De novo SNP calling and demographic inference using trio genome data


Tezin Türü: Yüksek Lisans

Tezin Yürütüldüğü Kurum: Orta Doğu Teknik Üniversitesi, Enformatik Enstitüsü, Sağlık Bilişimi Anabilim Dalı, Türkiye

Tezin Onay Tarihi: 2019

Tezin Dili: İngilizce

Öğrenci: ELİF BOZLAK

Asıl Danışman (Eş Danışmanlı Tezler İçin): Aybar Can Acar

Eş Danışman: Mehmet Somel

Özet:

De novo mutations are novel mutations which are found in the offspring but not the parents and do not obey the Mendelian inheritance rules. Determining how many de novo mutations occur is important for genetic studies since they help to understand the evolutionary history of populations. In this thesis, we aim to examine de novo mutations that occur within one generation in domestic horses and make estimations on horse demographic history.

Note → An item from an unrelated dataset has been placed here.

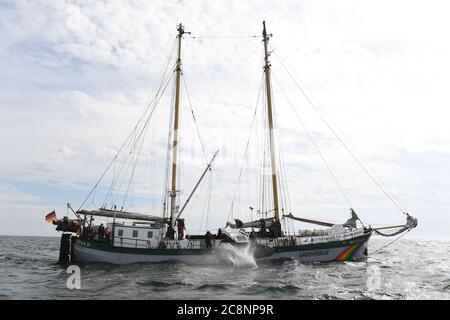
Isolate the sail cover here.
[77,209,164,223]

We used DNA-sequencing data produced by next-generation sequencing technologies from trio data of three different horse breeds: Lipizzaner, Noriker, Haflinger. After quality checks and mapping of the raw data we called genomic variants with three different variant calling algorithms. We filtered all variants depending on their qualities to detect de novo candidates and the final 50 de novo candidates were tested using Sanger resequencing. About 40% of the candidate variants could be validated. We found a higher number of true positives in highly covered Lipizzaner (n=13) data, while a lower number of true positives in the low covered Noriker (n=3) and Haflinger (n=5) data, showing the importance of sequencing coverage to detect true de novo mutations. In addition, we used the Pairwise Sequentially Markovian Coalescent (PSMC) model and performed runs of homozygosity (ROH) analyses to estimate demographic history. Both PSMC and ROH results were coherent with previous studies. All in all, we had an idea for the minimum coverage threshold and quality of whole genome sequencing data, to determine de novo mutations and to estimate population demography.